The core idea behind the debasement trade is that when governments implement policies that weaken the national currency, asset classes such as gold and bitcoin, which are perceived as stores of value, naturally become attractive alternatives. These assets tend to perform well during periods of economic uncertainty and inflation because they maintain their intrinsic value even as the purchasing power of fiat money declines. The analysts, led by Nikolaos Panigirtzoglou, emphasized in a Wednesday report that this trade is likely to be strengthened not only by Trump’s policies, such as tariffs and global tensions, but also by the anticipated expansionary fiscal measures often referred to as “debt debasement.”
The immediate aftermath of Trump’s victory presented an intriguing dynamic. While gold initially experienced a negative market reaction, JPMorgan’s analysts were quick to highlight that this should not be interpreted as a rejection of the debasement trade. In fact, a closer look at market movements reveals that bitcoin has rallied sharply in the same timeframe, reinforcing the concept. Bitcoin, the world’s leading cryptocurrency, surged to a record high of $76,244 on November 6th, the day Trump’s win was confirmed, although it has settled slightly lower, trading at around $75,100 as of recent data, as reported by The Block’s Bitcoin price page.
When pressed for a long-term projection, particularly regarding bitcoin’s trajectory into 2025, Panigirtzoglou stopped short of offering a concrete price target but remained optimistic. “We are positive on bitcoin into 2025,” he told The Block, indicating strong confidence in the cryptocurrency’s future, though details on specific forecasts were withheld.
Gold and bitcoin are widely expected to see notable upward movement over the next several years. According to JPMorgan, one critical factor in determining gold’s path through to 2025 will be the behavior of central banks, particularly their rate of gold purchases. In 2022, central banks increased their gold holdings significantly, largely prompted by the geopolitical upheaval following Russia’s invasion of Ukraine and the subsequent sanctions imposed on Moscow. For instance, China’s central bank, the People’s Bank of China (PBoC), curtailed its gold-buying efforts after April that year, but the analysts predict that current geopolitical uncertainties and escalating tariffs will revive these efforts. Central banks, likely including the PBoC, may diversify away from their reliance on U.S. dollar-denominated reserves and pivot more strongly towards gold.
The role of retail investors cannot be ignored in this unfolding scenario. Broad-based interest in gold and bitcoin has been evident among everyday investors, with gold and bitcoin ETFs seeing substantial inflows since last summer. JPMorgan suggests that this trend will not be a short-term phenomenon but rather a continued movement going into 2025. This sentiment might be further reinforced by Trump’s policies, which appear aligned with broader market shifts favoring gold and bitcoin.

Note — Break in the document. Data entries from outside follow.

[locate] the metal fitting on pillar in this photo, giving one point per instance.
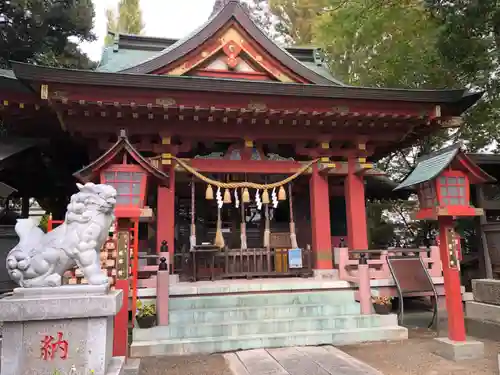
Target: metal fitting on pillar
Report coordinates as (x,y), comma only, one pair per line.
(163,264)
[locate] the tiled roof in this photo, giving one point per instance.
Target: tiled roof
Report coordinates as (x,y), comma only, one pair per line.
(430,166)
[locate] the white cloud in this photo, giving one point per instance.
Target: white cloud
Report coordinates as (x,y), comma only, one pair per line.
(163,18)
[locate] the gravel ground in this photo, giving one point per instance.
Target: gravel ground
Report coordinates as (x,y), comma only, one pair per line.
(185,365)
(414,357)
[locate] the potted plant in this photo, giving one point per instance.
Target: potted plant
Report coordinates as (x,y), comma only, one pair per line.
(146,314)
(382,304)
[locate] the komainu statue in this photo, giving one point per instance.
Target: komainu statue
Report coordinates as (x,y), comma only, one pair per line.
(40,259)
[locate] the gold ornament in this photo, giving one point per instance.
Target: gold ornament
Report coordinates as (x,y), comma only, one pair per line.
(265,197)
(209,194)
(227,196)
(281,194)
(245,196)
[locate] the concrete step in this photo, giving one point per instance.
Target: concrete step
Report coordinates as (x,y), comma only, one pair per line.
(271,326)
(260,312)
(276,340)
(249,300)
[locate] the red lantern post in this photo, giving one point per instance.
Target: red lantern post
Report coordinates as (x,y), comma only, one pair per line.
(123,167)
(442,180)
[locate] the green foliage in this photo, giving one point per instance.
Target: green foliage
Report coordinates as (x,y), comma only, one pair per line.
(297,18)
(469,42)
(127,20)
(39,31)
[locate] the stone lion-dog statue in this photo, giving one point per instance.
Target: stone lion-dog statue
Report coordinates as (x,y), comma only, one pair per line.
(40,259)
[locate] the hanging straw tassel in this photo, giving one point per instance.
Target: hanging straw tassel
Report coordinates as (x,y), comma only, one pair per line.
(219,238)
(282,194)
(227,196)
(267,228)
(265,197)
(209,194)
(245,197)
(293,236)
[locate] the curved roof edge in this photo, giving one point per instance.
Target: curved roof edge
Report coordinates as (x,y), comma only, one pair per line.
(87,173)
(232,10)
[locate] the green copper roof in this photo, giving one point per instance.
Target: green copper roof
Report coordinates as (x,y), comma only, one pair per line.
(115,61)
(430,166)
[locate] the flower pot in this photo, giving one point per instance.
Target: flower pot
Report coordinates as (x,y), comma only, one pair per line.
(146,321)
(382,309)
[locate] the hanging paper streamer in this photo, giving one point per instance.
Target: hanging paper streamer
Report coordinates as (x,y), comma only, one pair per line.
(245,196)
(274,198)
(236,199)
(282,194)
(218,197)
(258,202)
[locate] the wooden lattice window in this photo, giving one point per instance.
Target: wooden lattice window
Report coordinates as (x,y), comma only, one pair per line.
(453,189)
(129,182)
(428,198)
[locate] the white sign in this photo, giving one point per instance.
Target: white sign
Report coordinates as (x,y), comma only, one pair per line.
(295,258)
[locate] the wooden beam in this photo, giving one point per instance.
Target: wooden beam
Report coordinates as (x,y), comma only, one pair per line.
(200,131)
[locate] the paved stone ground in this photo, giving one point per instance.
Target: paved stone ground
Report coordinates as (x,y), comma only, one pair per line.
(414,357)
(185,365)
(325,360)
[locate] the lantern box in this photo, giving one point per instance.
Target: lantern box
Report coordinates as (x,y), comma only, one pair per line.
(442,180)
(446,195)
(129,180)
(124,168)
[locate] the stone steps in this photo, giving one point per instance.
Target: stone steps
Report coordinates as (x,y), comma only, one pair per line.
(276,340)
(260,312)
(252,300)
(270,326)
(220,323)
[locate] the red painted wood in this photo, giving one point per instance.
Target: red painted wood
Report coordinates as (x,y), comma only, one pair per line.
(214,131)
(254,76)
(234,100)
(454,307)
(245,166)
(320,220)
(252,48)
(356,209)
(120,338)
(165,218)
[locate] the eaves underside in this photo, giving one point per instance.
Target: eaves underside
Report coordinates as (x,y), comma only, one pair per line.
(33,73)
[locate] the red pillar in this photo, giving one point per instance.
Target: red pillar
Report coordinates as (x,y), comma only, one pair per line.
(357,233)
(120,338)
(165,215)
(320,220)
(456,324)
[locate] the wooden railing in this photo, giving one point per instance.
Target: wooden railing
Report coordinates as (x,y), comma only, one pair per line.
(261,262)
(347,261)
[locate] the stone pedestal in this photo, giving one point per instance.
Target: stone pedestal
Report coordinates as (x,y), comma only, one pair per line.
(458,350)
(62,330)
(486,291)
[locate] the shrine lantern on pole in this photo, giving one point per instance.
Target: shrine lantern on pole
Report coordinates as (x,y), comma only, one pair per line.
(442,181)
(124,168)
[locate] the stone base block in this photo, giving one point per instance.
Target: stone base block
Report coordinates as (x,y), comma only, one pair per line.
(486,291)
(132,366)
(66,330)
(326,274)
(482,311)
(482,329)
(457,351)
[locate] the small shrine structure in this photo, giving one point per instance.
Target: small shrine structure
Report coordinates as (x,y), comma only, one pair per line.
(443,182)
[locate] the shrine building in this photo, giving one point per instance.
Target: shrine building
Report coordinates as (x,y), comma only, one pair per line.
(249,148)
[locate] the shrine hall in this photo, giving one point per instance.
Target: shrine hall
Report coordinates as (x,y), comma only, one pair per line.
(232,156)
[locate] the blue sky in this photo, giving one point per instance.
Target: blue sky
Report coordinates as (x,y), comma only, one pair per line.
(167,18)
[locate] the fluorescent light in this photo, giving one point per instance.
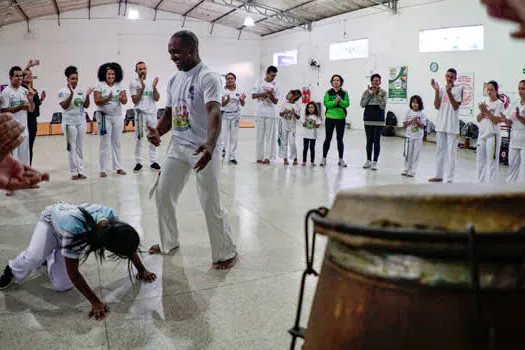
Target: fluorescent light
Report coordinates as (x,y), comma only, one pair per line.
(133,14)
(249,22)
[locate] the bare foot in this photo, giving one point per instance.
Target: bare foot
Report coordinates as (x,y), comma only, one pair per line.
(227,264)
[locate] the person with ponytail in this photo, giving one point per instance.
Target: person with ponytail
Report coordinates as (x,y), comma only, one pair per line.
(65,236)
(489,139)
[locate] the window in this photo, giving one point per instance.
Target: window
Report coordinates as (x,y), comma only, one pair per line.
(451,39)
(285,58)
(349,50)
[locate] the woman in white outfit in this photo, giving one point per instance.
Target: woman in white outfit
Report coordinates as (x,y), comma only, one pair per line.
(517,138)
(489,139)
(73,100)
(109,97)
(232,101)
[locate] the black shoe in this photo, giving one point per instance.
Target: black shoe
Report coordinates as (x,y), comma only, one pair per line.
(137,168)
(7,278)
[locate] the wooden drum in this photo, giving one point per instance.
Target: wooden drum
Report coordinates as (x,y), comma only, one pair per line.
(421,267)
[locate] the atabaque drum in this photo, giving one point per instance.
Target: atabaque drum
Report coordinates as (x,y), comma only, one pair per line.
(422,267)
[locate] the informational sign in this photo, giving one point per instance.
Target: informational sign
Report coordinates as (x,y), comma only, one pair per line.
(397,85)
(467,80)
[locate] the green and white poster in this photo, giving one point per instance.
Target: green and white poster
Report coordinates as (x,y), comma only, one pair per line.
(397,85)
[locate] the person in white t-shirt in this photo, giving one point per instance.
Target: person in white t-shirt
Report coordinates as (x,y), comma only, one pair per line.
(144,94)
(489,138)
(415,122)
(192,112)
(516,114)
(73,101)
(266,93)
(447,101)
(290,112)
(18,100)
(109,97)
(232,101)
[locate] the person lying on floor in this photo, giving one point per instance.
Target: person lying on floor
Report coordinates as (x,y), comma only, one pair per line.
(68,233)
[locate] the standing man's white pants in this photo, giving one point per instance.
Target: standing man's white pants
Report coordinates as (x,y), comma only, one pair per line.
(44,246)
(447,152)
(266,138)
(110,143)
(75,139)
(142,121)
(412,151)
(487,158)
(173,177)
(516,165)
(229,131)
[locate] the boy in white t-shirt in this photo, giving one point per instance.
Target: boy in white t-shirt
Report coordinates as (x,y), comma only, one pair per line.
(18,100)
(266,93)
(415,122)
(447,101)
(144,94)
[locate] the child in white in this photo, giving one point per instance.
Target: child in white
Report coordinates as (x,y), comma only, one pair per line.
(290,112)
(415,122)
(489,139)
(232,101)
(517,138)
(73,100)
(312,122)
(144,94)
(266,93)
(109,97)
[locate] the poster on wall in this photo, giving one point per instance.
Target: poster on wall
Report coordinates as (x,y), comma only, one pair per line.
(397,85)
(467,106)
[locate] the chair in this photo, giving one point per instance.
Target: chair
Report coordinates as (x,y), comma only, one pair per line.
(55,119)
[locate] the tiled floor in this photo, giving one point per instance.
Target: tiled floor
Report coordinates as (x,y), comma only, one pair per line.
(190,306)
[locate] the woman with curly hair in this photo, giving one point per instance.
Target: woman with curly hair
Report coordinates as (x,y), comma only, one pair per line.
(109,97)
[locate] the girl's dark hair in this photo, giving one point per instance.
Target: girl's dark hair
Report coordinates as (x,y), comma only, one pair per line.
(316,110)
(340,78)
(119,74)
(70,70)
(419,101)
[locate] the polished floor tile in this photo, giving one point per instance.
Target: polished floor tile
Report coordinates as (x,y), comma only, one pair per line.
(190,306)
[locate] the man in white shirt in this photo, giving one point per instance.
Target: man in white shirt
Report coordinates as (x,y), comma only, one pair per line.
(145,96)
(193,114)
(447,101)
(266,93)
(18,100)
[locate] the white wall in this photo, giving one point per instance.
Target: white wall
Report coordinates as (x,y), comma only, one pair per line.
(107,37)
(393,41)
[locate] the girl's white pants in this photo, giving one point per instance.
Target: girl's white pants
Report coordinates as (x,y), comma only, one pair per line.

Moreover, the future of bitcoin could receive a significant boost from corporate interest, particularly from MicroStrategy, a company that has been a notable proponent of bitcoin. As JPMorgan underscores, MicroStrategy has drawn out an ambitious plan, labeled the “21/21 plan,” to acquire even more bitcoin, underscoring its credibility in the space. The plan envisions the firm raising a staggering $42 billion in capital over the coming three years, splitting this amount evenly between equity and fixed-income securities. A remarkable $10 billion outlay for bitcoin is earmarked solely for 2025, an amount that is comparable to the company’s total bitcoin investments since it began accumulating the cryptocurrency in mid-2020, signaling an aggressive purchasing strategy moving forward.
This demonstrated commitment from MicroStrategy could further cement bitcoin’s place in institutional portfolios and provide another lift to its valuation, potentially alongside broader retail and institutional demand. Intriguingly, the analysts behind JPMorgan’s research didn’t just project bitcoin’s future, but also suggested how MicroStrategy’s overall debt structure might evolve alongside its bitcoin acquisitions over the coming years.
In summary, as global economic and political landscapes shift under the influence of new leadership and ongoing geopolitical crises, investors are increasingly looking to hedge against the debasement of fiat currencies. Gold, with its long-held reputation as a safe haven, and bitcoin, with its growing status as digital gold, are emerging as top candidates in this strategy. Whether driven by central banks diversifying their reserves or retail and institutional players anticipating future price upticks, these assets appear to be on a path to substantial value appreciation through 2025.